Sparkify Databases Project

Objective

Sparkify is a music streaming startup. As a startup, Sparkify would handle huge data as they grow up to. If Sparkify still using conventional method like store the data in JSON format, it would be a problem one day. In spite of to handle big data, Sparkify should analyze their data to make decision to speed up their business.
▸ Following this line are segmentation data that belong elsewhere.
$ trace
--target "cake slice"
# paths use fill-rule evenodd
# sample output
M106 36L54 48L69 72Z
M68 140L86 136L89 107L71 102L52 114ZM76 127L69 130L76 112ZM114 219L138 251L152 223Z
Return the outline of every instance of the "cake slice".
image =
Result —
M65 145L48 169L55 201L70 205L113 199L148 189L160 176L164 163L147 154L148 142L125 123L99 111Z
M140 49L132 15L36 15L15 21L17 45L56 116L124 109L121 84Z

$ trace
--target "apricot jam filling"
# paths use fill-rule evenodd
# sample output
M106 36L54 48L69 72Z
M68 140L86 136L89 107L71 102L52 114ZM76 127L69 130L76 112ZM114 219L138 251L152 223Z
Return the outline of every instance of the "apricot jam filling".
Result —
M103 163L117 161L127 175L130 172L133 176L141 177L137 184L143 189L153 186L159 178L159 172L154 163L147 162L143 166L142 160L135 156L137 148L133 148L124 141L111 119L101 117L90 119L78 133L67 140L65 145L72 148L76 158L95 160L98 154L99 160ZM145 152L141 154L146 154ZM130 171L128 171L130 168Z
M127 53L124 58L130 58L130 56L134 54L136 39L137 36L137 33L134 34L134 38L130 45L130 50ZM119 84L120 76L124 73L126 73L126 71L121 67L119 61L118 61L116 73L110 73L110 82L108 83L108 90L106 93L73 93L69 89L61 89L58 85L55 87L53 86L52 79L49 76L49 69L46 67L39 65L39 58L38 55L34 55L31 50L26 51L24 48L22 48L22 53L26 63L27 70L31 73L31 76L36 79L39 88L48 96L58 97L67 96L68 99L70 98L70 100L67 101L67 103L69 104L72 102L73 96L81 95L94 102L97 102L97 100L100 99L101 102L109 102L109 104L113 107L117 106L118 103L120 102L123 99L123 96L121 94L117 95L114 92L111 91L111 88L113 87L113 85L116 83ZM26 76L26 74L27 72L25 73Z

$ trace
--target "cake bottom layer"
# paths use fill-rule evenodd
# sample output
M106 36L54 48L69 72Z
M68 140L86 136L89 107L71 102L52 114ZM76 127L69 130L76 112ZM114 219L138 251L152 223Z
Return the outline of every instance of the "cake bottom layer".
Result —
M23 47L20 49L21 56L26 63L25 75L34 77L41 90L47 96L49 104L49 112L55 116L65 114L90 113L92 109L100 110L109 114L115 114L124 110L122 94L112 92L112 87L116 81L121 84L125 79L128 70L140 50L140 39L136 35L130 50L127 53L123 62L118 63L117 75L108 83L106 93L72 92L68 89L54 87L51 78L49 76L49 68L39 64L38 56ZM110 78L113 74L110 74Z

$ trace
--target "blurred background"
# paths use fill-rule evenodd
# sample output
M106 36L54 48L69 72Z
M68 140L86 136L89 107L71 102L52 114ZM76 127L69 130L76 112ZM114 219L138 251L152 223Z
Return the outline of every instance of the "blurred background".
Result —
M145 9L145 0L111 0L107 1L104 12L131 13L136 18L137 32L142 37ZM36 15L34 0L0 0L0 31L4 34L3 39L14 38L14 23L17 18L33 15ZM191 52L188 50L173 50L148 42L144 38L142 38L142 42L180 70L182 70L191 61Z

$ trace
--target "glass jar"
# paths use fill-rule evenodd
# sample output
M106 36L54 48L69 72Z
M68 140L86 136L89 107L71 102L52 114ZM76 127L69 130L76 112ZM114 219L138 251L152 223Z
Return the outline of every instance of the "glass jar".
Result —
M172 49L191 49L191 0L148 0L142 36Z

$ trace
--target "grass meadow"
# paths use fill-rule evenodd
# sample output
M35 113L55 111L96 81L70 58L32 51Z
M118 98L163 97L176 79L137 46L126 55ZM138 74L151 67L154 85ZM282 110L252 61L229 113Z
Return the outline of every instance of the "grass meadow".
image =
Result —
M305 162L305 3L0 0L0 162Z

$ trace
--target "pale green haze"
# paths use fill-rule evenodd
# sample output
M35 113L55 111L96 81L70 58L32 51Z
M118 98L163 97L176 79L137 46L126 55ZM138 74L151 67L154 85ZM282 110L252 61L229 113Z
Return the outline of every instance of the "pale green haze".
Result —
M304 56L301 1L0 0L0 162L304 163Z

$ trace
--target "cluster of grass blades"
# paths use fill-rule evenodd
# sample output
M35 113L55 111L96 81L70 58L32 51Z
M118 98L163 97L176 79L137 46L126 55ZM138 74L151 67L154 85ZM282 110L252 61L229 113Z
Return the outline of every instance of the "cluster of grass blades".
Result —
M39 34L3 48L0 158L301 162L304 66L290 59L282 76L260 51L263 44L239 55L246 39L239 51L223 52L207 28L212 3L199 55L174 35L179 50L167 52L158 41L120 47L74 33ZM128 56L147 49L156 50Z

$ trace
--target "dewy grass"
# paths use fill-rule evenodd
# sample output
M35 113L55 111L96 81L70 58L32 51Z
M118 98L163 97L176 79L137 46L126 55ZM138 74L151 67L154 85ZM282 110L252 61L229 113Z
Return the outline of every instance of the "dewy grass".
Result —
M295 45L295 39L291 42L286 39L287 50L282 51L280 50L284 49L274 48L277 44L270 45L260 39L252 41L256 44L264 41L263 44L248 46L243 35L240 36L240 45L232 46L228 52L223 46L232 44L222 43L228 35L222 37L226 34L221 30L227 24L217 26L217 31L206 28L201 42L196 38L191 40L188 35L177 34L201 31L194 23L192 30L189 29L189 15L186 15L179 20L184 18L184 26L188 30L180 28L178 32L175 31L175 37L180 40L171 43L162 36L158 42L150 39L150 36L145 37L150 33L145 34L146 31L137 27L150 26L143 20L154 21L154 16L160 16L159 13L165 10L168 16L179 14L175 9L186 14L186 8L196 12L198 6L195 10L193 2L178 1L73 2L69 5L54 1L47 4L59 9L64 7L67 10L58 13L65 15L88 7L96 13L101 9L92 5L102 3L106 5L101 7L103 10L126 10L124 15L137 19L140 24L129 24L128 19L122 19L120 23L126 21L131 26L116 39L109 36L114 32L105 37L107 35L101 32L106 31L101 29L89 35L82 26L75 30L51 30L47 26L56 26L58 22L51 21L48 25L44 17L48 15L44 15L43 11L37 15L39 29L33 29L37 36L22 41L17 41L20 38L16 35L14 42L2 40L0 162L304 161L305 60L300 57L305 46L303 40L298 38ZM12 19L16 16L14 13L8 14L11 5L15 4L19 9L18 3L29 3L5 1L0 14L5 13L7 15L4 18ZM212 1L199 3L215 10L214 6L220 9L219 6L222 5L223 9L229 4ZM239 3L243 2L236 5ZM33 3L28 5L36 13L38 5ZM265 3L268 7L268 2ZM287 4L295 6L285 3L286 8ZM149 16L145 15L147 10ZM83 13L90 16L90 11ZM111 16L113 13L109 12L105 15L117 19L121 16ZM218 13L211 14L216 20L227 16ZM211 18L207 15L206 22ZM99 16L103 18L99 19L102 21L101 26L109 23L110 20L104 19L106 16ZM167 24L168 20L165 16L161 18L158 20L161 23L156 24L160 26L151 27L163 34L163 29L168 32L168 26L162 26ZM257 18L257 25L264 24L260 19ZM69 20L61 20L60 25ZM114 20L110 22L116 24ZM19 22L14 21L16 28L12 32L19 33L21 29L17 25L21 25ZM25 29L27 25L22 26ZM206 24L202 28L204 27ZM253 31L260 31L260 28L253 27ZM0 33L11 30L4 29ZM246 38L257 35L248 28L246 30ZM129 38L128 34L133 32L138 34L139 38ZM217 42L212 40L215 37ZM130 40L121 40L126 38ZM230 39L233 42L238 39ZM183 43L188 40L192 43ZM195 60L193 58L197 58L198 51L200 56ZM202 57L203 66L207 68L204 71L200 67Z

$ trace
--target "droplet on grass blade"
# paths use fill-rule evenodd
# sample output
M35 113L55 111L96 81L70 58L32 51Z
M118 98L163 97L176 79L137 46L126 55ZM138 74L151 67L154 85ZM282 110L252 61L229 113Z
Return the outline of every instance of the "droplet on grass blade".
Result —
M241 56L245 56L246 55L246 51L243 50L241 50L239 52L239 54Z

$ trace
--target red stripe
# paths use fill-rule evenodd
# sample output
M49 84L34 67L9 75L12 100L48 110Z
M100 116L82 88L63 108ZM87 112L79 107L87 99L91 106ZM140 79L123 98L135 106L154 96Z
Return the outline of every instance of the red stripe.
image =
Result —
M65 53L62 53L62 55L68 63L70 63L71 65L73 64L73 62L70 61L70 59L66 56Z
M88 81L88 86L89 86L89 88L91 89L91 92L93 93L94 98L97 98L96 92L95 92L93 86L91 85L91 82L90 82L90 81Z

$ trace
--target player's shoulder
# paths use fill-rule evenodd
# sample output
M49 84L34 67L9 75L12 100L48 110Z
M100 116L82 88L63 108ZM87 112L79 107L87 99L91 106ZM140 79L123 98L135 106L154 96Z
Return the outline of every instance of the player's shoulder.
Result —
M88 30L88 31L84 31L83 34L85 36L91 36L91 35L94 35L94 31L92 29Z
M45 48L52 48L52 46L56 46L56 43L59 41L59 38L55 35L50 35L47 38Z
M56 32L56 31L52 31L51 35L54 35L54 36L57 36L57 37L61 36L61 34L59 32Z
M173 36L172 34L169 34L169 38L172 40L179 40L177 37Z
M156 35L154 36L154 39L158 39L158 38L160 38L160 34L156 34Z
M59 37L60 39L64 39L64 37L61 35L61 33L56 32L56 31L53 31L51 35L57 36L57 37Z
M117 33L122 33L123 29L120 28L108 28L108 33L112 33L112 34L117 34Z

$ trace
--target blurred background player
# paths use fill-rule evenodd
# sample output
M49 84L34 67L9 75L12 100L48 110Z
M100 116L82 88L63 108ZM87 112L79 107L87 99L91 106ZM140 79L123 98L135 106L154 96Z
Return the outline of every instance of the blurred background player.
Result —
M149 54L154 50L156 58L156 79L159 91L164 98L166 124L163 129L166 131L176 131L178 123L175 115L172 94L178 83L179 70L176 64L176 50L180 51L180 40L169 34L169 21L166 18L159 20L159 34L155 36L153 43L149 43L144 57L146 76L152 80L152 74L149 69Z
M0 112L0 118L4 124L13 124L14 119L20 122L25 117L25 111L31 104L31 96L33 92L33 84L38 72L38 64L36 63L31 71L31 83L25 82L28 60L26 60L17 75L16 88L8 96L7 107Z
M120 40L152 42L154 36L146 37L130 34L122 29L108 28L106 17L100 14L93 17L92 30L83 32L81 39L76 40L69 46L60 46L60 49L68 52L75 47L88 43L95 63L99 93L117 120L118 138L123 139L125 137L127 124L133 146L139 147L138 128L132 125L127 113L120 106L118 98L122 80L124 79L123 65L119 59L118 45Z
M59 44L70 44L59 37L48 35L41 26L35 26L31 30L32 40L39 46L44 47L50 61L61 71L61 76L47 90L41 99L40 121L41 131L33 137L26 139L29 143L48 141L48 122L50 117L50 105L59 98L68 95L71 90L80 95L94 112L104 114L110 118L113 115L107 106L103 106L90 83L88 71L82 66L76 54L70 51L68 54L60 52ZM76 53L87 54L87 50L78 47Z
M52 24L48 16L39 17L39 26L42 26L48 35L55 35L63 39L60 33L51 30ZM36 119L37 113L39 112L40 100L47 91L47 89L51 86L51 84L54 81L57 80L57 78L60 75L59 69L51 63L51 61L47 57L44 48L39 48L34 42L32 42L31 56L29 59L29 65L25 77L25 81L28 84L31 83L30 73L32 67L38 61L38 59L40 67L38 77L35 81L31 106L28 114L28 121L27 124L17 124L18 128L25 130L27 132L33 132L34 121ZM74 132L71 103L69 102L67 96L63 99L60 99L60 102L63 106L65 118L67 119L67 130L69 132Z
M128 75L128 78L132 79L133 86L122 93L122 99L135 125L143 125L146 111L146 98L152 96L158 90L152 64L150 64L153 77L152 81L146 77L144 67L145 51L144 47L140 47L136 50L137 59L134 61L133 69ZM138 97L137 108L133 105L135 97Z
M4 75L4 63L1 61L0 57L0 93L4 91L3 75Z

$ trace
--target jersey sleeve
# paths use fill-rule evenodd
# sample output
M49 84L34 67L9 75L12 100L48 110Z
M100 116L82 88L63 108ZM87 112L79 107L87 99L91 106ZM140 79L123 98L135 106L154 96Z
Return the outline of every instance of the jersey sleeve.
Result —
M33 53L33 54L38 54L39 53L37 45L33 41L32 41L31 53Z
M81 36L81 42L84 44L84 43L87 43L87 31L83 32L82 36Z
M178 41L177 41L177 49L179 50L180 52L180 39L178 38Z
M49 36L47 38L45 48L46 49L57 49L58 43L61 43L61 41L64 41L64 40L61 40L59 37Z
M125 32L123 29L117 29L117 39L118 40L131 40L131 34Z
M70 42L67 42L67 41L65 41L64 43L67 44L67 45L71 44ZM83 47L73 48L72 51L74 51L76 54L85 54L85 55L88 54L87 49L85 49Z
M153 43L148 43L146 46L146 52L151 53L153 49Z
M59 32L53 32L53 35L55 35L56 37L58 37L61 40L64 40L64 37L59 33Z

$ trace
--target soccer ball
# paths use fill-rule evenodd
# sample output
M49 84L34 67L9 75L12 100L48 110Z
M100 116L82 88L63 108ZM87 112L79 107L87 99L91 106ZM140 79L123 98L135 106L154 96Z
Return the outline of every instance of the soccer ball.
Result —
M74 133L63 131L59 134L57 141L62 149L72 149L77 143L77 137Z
With two goals, Sparkify should store their data into tabular format using PostgreSQL. In this project, there are two programs could be used to create tables and run an ETL process automatically.

There are three tables i.e. song table, user table, artist table, time table, and songplay table

Database Schema

Song table

Table that store song information

Columns schema:

  • song_id varchar
  • title varchar
  • artist_id varchar
  • year int
  • duration float

User table

Table that store user information

Columns schema:

  • user_id int
  • first_name varchar
  • last_name varchar
  • gender varchar
  • level varchar

Artist table

Table that store artist of particular song information

Columns schema

  • artist_id varchar
  • name varchar
  • location text
  • latitude float
  • longitude float

Time table

Table that store timestamp of the streamed song from user

Columns schema:

  • start_time bigint
  • hour int
  • day int
  • week int
  • month int
  • year int
  • weekday int

Songplay table

Table result of join another table. This table is for analytical purposes

Columns schema:

  • songplay_id int
  • start_time bigint
  • user_id int
  • level varchar
  • song_id varchar
  • artist_id varchar
  • session_id int
  • location text
  • user_agent text

ETL Pipeline

The pipelines of this project are:

  1. Transform song, artist, and user data from JSON format into tabular format
  2. Load song, artist, and user table to Postgre database
  3. Transform log data into time table and load to Postgre database
  4. Transform log data into songplay table and joining with song, artist, and user table
  5. Load songplay table to Postgre

How to install database

python create_tables.py

How to run ETL process

python etl.py